Monday, September 22, 2025

Dead Man Walking Returns to SF Opera

Like a virgin, I saw Dead Man Walking at the San Francisco Opera for the very first time last Saturday. I never read the 1993 bestselling memoir by Sister Helen Prejean detailing her work with Louisiana death row convicts, nor the Oscar-winning 1995 film with Susan Sarandon and Sean Penn, nor the 2002 play written by actor/director Tim Robbins, nor any production of the 2000 opera composed by Jake Heggie to a libretto by playwright Terrence McNally. (Click here for an interesting essay by Heggie about their collaboration.)
The work was commissioned by the San Francisco Opera under General Director Lotfi Mansouri who loved turning his favorite movies into operas, for instance A Streetcar Named Desire and Dangerous Liaisons. This season's return is a triumphant homecoming after its San Francisco Opera premiere 25 years ago and innumerable productions around the world. The current production is a flashy, Broadway-style staging with lots of scenery flying in and out by director Leonard Foglia that has been touring the country for years. Unfortunately, I didn't care for the opera at all. (All production photos by Cory Weaver.)
The problem certainly was not the singers, because there was luxury casting throughout, starting with mezzo-soprano Jamie Barton as Sister Helen.

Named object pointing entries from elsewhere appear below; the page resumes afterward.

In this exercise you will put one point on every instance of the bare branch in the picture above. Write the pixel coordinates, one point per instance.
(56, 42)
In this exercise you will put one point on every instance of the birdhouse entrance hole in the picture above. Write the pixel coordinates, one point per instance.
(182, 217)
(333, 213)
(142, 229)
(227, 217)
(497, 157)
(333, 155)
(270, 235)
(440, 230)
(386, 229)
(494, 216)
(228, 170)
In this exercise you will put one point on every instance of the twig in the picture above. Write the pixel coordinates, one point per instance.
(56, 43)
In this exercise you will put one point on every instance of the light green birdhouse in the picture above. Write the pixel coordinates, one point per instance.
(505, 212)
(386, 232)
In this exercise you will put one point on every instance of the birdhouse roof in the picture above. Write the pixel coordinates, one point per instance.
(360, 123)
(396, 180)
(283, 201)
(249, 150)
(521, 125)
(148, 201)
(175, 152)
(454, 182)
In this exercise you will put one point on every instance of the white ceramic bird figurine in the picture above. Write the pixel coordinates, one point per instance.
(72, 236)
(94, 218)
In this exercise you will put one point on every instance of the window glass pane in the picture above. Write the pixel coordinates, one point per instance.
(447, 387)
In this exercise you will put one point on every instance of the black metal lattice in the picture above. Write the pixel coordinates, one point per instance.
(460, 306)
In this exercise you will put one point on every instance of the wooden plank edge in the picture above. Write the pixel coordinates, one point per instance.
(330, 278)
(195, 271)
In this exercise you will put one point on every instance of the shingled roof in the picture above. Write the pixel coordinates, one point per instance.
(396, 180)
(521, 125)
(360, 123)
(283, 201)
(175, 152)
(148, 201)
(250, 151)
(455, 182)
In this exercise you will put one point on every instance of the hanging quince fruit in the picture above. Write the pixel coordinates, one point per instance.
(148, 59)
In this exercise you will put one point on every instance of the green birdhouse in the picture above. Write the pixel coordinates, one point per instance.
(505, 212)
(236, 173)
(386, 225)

Barton currently has one of the richest voices in the operatic world and it's a pleasure to hear her sing just about anything, but Heggie's vocal lines were so dull that her gifts felt wasted.
The divine mezzo-soprano Susan Graham performed Sister Helen at the 2000 premiere, and she returned to play the mother of the convicted murderer, a role originated for another legendary mezzo-soprano, Frederica von Stade. She was ably supported by Nikola Printz, Caroline Corrales, Samuel White, and the great veteran baritone Rod Gilfrey as the grieving parents advocating vengeful justice.
Gilfrey also appeared in last year's SF Opera co-commission, Kaija Saariaho's Innocence, which dealt with a community destroyed by a school shooting. Dead Man Walking's libretto is filled with out-of-place Broadway humor, platitudes about grief, and moral transcendence cliches while Saariaho's masterpiece was filled with nuance, ambiguity, and genuine power. Innocence also had an amazing, interesting musical score while Heggie's music sounds like background for an old-fashioned movie, except for the prison choruses which sound like they were lifted directly from Benjamin Britten's Billy Budd.
The convicted rapist/murderer Joe De Rocher, sung beautifully by baritone Ryan McKinny, is a fictional composite of two death row prisoners that Sister Helen wrote about (the same is true of the film). He's written as a weak, manipulative man drowning in lies who needs Sister Helen's spiritual advice in order to face the truth and take responsibility for his misdeeds.
This role has become something of a homoerotic barihunk showcase, since the singer spends most of the opera in a tank top and underwear, which feels a little jarring. So does the nudity of the two teenagers who are raped and murdered in the opening prologue of the opera, which felt gratuitously shocking. This is the third time I have seen a naked man onstage in a Terrence McNally play (after The Lisbon Traviata and Love! Valour! Compassion!), and it has always come across as prurient rather than theatrically relevant.
The final scenes have De Rocher finally telling the truth to Sister Helen Prejean, apologizing to the grieving parents of his victims, and ends with an interminable scene where he is given a lethal injection by a supernumerary. Sister Helen Prejean has changed much public sentiment and official Catholic attitudes over the last three decades towards capital punishment, and more power to her. I'm sorry that I didn't like this paean to her work better.

1 comment:

Christine Okon said...

The prisoners chanting also reminded me of Billy Budd.